Medical Health Cluster

11 febrero, 2022

Structures of the Omicron Spike trimer with ACE2 and an anti-Omicron antibody

The SARS-CoV-2 Omicron variant has become the dominant infective strain. We report the structures of the Omicron spike trimer on its own or in complex with ACE2 or an anti-Omicron antibody. Most Omicron mutations are located on the surface of the spike protein, which change binding epitopes to many current antibodies. In the ACE2 binding site, compensating mutations strengthen RBD binding to ACE2. Both the RBD and the apo form of the Omicron spike trimer are thermodynamically unstable. An unusual RBD-RBD interaction in the ACE2-spike complex supports the open conformation and further reinforces ACE2 binding to the spike trimer. A broad-spectrum therapeutic antibody, JMB2002, which has completed a Phase 1 clinical trial, maintains neutralizing activity against Omicron. JMB2002 binds to RBD differently from other characterized antibodies and inhibits ACE2 binding.
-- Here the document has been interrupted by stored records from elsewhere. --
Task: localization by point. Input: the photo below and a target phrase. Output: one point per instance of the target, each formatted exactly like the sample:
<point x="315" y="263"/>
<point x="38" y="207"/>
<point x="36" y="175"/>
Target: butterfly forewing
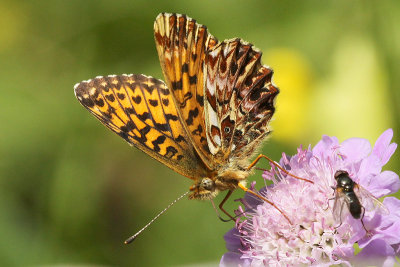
<point x="369" y="201"/>
<point x="181" y="44"/>
<point x="141" y="110"/>
<point x="239" y="98"/>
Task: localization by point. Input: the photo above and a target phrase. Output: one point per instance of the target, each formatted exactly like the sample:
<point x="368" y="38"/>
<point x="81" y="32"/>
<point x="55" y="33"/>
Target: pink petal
<point x="324" y="147"/>
<point x="384" y="184"/>
<point x="355" y="149"/>
<point x="383" y="149"/>
<point x="377" y="253"/>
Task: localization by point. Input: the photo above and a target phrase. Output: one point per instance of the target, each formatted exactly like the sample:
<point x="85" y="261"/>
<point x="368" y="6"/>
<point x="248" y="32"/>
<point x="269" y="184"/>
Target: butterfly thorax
<point x="227" y="178"/>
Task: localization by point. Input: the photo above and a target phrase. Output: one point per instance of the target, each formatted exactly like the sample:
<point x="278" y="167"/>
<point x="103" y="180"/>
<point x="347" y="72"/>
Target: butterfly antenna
<point x="132" y="238"/>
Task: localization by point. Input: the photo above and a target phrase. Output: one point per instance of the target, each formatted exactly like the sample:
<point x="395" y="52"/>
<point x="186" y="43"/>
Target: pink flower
<point x="315" y="234"/>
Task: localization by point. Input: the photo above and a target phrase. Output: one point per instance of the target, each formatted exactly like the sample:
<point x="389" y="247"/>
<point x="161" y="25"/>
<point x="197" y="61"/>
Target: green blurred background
<point x="71" y="191"/>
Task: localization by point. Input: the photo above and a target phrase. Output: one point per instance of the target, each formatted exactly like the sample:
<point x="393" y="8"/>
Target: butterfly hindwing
<point x="142" y="110"/>
<point x="182" y="44"/>
<point x="239" y="98"/>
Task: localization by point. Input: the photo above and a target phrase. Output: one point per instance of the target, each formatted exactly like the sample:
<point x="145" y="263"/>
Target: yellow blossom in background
<point x="293" y="75"/>
<point x="353" y="100"/>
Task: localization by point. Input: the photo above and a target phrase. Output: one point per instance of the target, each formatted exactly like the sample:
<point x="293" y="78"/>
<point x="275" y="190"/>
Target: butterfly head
<point x="204" y="189"/>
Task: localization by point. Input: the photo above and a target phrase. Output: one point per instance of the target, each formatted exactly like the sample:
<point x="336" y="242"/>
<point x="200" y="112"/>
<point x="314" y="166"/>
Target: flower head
<point x="321" y="230"/>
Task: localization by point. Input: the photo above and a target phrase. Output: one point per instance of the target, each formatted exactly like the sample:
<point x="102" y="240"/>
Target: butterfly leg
<point x="266" y="200"/>
<point x="276" y="165"/>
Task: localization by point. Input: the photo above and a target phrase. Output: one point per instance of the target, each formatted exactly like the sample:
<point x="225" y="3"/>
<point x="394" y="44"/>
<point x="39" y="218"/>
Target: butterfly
<point x="208" y="117"/>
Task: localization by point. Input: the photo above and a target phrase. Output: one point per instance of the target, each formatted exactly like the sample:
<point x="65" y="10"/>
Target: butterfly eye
<point x="207" y="184"/>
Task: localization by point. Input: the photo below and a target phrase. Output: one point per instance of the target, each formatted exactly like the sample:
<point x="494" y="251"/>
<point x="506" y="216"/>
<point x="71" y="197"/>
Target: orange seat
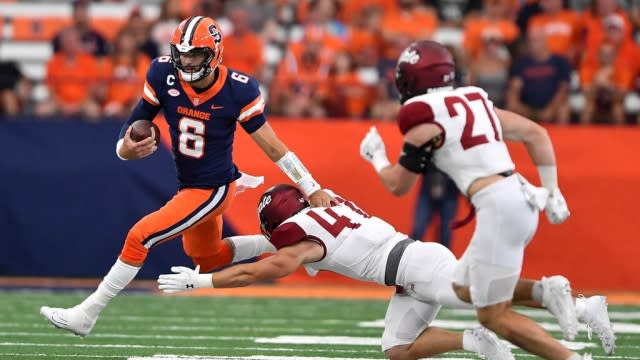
<point x="108" y="27"/>
<point x="37" y="29"/>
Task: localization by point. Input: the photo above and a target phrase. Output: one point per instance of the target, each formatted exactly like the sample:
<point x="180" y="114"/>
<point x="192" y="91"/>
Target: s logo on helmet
<point x="410" y="56"/>
<point x="215" y="33"/>
<point x="265" y="201"/>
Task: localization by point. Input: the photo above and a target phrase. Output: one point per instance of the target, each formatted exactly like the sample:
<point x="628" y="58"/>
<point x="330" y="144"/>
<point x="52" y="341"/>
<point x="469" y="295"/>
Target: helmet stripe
<point x="184" y="29"/>
<point x="191" y="26"/>
<point x="195" y="28"/>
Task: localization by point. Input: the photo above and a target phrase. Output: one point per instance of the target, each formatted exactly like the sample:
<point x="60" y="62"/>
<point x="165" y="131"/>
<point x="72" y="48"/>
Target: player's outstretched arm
<point x="282" y="263"/>
<point x="289" y="163"/>
<point x="399" y="178"/>
<point x="538" y="143"/>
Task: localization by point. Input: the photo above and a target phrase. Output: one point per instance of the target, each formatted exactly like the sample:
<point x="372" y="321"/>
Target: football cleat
<point x="487" y="345"/>
<point x="72" y="319"/>
<point x="557" y="298"/>
<point x="596" y="317"/>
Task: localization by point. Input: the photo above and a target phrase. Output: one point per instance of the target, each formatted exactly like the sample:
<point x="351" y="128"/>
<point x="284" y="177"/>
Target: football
<point x="141" y="129"/>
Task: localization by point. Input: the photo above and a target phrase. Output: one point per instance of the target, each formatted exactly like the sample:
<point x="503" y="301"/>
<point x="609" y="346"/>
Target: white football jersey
<point x="473" y="145"/>
<point x="356" y="244"/>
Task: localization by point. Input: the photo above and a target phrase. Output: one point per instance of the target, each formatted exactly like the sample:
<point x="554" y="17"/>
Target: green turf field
<point x="146" y="326"/>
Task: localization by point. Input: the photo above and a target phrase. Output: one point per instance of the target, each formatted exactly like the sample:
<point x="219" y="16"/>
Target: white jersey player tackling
<point x="461" y="131"/>
<point x="346" y="240"/>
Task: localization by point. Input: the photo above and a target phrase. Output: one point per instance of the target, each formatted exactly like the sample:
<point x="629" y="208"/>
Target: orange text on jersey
<point x="202" y="115"/>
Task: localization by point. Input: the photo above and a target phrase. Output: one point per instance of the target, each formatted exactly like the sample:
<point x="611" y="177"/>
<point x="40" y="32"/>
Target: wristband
<point x="380" y="162"/>
<point x="295" y="170"/>
<point x="118" y="146"/>
<point x="204" y="281"/>
<point x="548" y="176"/>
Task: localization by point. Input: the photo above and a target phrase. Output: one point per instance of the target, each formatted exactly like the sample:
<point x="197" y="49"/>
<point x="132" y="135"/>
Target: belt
<point x="393" y="261"/>
<point x="472" y="210"/>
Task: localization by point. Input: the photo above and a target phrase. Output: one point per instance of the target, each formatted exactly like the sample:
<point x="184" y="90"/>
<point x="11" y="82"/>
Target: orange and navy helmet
<point x="197" y="35"/>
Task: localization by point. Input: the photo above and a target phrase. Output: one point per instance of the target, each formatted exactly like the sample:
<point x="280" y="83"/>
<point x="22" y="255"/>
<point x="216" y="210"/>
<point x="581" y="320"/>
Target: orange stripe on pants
<point x="201" y="230"/>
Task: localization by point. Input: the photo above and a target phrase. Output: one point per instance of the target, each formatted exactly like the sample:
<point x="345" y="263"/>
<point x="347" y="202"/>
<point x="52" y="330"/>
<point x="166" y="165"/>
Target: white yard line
<point x="541" y="313"/>
<point x="619" y="327"/>
<point x="172" y="347"/>
<point x="43" y="355"/>
<point x="259" y="357"/>
<point x="130" y="336"/>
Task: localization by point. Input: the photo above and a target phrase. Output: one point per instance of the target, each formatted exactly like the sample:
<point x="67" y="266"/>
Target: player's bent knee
<point x="133" y="252"/>
<point x="398" y="352"/>
<point x="220" y="258"/>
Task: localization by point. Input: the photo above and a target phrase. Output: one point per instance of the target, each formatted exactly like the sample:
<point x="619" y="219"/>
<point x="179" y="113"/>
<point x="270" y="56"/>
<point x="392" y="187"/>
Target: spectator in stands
<point x="437" y="194"/>
<point x="92" y="41"/>
<point x="364" y="42"/>
<point x="324" y="14"/>
<point x="594" y="19"/>
<point x="215" y="9"/>
<point x="14" y="89"/>
<point x="608" y="73"/>
<point x="453" y="13"/>
<point x="139" y="27"/>
<point x="345" y="94"/>
<point x="563" y="29"/>
<point x="125" y="72"/>
<point x="243" y="48"/>
<point x="401" y="22"/>
<point x="494" y="20"/>
<point x="490" y="69"/>
<point x="295" y="89"/>
<point x="539" y="84"/>
<point x="163" y="28"/>
<point x="387" y="104"/>
<point x="72" y="79"/>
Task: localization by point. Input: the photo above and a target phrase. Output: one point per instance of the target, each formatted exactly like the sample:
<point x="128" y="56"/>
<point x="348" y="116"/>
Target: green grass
<point x="150" y="324"/>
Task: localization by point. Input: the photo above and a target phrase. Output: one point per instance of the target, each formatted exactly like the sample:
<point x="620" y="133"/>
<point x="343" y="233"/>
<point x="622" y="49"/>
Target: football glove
<point x="184" y="279"/>
<point x="557" y="210"/>
<point x="373" y="150"/>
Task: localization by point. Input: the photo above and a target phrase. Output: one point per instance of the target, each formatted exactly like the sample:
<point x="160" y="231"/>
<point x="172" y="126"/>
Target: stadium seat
<point x="37" y="29"/>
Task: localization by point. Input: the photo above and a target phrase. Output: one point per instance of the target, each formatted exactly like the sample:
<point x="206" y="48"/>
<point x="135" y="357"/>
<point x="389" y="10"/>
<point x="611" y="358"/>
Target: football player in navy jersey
<point x="202" y="101"/>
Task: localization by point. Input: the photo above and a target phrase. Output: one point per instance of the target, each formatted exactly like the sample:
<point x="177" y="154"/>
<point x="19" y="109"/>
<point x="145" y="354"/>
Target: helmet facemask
<point x="193" y="73"/>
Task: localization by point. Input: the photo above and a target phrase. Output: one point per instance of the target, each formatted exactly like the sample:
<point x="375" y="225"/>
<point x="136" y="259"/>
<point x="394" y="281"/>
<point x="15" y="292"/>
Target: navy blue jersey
<point x="202" y="125"/>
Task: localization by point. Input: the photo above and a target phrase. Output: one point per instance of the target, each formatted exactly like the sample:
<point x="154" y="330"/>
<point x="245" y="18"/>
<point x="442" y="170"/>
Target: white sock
<point x="467" y="341"/>
<point x="249" y="246"/>
<point x="537" y="291"/>
<point x="116" y="279"/>
<point x="580" y="308"/>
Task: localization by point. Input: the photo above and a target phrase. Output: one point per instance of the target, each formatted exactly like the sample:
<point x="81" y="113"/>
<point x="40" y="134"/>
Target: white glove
<point x="373" y="150"/>
<point x="184" y="279"/>
<point x="557" y="210"/>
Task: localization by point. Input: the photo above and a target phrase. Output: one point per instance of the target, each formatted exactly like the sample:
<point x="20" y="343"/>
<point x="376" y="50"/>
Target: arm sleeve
<point x="252" y="104"/>
<point x="149" y="105"/>
<point x="144" y="111"/>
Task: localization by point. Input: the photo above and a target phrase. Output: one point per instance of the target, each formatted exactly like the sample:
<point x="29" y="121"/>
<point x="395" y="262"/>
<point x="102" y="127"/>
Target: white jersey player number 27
<point x="468" y="139"/>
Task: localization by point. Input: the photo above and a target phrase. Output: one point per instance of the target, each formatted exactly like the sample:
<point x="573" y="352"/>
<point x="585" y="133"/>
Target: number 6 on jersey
<point x="191" y="140"/>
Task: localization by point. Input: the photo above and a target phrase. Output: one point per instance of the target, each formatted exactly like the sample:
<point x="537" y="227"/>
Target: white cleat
<point x="557" y="298"/>
<point x="72" y="319"/>
<point x="596" y="317"/>
<point x="488" y="346"/>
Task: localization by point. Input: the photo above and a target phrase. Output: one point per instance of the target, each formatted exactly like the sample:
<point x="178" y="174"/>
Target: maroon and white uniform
<point x="473" y="148"/>
<point x="472" y="134"/>
<point x="361" y="247"/>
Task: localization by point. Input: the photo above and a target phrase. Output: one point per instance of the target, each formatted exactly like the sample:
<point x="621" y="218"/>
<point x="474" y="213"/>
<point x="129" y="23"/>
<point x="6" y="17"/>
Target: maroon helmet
<point x="423" y="65"/>
<point x="278" y="204"/>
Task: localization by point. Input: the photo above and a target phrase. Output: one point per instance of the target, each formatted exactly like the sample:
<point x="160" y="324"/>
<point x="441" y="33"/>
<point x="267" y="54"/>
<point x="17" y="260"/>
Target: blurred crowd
<point x="337" y="57"/>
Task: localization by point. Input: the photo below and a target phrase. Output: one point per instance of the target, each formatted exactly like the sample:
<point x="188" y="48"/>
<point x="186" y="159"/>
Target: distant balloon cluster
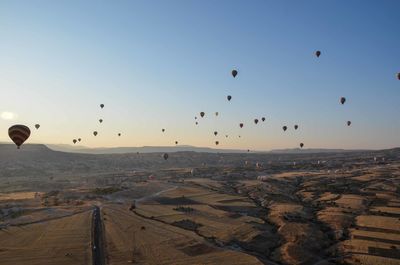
<point x="20" y="133"/>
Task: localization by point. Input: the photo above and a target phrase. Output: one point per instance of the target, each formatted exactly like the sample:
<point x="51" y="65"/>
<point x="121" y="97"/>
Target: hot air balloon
<point x="19" y="134"/>
<point x="234" y="73"/>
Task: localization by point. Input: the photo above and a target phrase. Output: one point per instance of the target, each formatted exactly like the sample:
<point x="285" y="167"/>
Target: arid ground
<point x="199" y="208"/>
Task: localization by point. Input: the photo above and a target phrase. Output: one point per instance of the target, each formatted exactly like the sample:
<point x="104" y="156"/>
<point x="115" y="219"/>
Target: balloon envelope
<point x="19" y="134"/>
<point x="234" y="73"/>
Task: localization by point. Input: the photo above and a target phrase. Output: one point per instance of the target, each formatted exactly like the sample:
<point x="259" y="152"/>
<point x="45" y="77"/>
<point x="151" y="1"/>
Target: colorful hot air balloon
<point x="19" y="134"/>
<point x="234" y="73"/>
<point x="165" y="156"/>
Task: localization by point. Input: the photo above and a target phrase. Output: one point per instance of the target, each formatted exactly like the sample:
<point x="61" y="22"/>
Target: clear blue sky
<point x="157" y="64"/>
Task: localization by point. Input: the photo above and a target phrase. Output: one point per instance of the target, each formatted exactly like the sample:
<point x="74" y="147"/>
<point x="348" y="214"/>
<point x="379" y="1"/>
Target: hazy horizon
<point x="157" y="65"/>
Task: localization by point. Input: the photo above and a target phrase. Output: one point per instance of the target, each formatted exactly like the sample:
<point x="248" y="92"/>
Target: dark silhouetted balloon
<point x="234" y="73"/>
<point x="165" y="156"/>
<point x="19" y="134"/>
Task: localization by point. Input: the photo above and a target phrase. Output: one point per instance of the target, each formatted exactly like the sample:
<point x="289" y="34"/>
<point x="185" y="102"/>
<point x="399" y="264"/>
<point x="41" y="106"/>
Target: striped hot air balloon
<point x="19" y="134"/>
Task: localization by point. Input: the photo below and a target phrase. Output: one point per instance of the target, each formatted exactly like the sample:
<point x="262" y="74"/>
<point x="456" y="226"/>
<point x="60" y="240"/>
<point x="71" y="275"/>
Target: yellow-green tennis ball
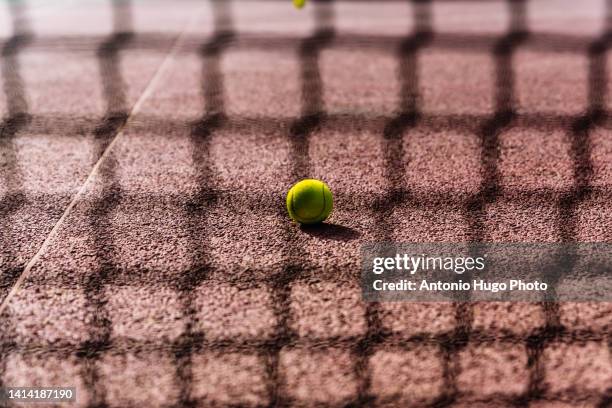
<point x="299" y="3"/>
<point x="309" y="201"/>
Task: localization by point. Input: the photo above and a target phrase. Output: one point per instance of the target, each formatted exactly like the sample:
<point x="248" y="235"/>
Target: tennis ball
<point x="309" y="201"/>
<point x="299" y="3"/>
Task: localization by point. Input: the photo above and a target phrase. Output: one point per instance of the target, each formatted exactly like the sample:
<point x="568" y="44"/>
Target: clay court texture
<point x="146" y="147"/>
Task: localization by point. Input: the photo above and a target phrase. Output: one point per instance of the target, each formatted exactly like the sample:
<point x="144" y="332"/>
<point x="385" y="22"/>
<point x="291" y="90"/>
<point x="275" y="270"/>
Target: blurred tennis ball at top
<point x="299" y="3"/>
<point x="309" y="201"/>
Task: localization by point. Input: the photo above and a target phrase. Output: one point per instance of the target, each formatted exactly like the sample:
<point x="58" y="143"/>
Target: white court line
<point x="137" y="106"/>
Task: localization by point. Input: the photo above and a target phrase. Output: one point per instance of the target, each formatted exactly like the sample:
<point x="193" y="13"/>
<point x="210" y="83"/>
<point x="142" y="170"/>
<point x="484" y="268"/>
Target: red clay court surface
<point x="146" y="147"/>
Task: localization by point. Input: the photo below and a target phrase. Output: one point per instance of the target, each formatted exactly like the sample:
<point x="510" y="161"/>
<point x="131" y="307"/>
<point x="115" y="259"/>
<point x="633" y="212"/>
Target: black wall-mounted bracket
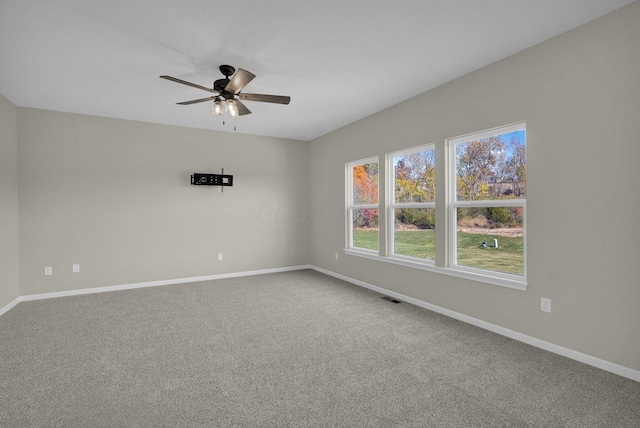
<point x="201" y="179"/>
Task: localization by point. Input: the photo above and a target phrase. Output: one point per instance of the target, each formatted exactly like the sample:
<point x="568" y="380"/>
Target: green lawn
<point x="508" y="257"/>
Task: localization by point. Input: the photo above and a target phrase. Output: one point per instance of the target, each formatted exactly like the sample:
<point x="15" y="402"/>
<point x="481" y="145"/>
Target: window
<point x="487" y="202"/>
<point x="362" y="205"/>
<point x="411" y="216"/>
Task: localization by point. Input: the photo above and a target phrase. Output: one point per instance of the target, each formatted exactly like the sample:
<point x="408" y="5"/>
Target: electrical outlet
<point x="545" y="305"/>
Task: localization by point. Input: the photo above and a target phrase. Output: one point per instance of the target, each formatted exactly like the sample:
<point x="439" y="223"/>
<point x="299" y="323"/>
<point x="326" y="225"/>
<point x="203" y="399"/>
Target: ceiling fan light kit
<point x="227" y="93"/>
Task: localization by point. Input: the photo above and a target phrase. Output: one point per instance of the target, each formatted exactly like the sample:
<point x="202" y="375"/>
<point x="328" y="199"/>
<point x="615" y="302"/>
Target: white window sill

The Omicron variant of SARS-CoV-2, the causative virus of COVID-19, was initially reported from South Africa in November 2021, and quickly became the dominant strain worldwide (1). Phylogenetic tree analyses reveal that Omicron evolved independently from previous variants of concerns (VOC), including the predominant Alpha, Beta, Gamma, and Delta variants (Fig. 1A) (25). Compared to the original wildtype (WT) strain of SARS-CoV-2, Omicron has 60 amino acid mutations, of which 37 mutations are in the spike protein, the target of most COVID-19 vaccines and therapeutic antibodies (Fig. 1B). This high variation is reflected in different behavior with the Omicron variant showing enhanced transmission, antibody evasion, and vaccine resistance (68).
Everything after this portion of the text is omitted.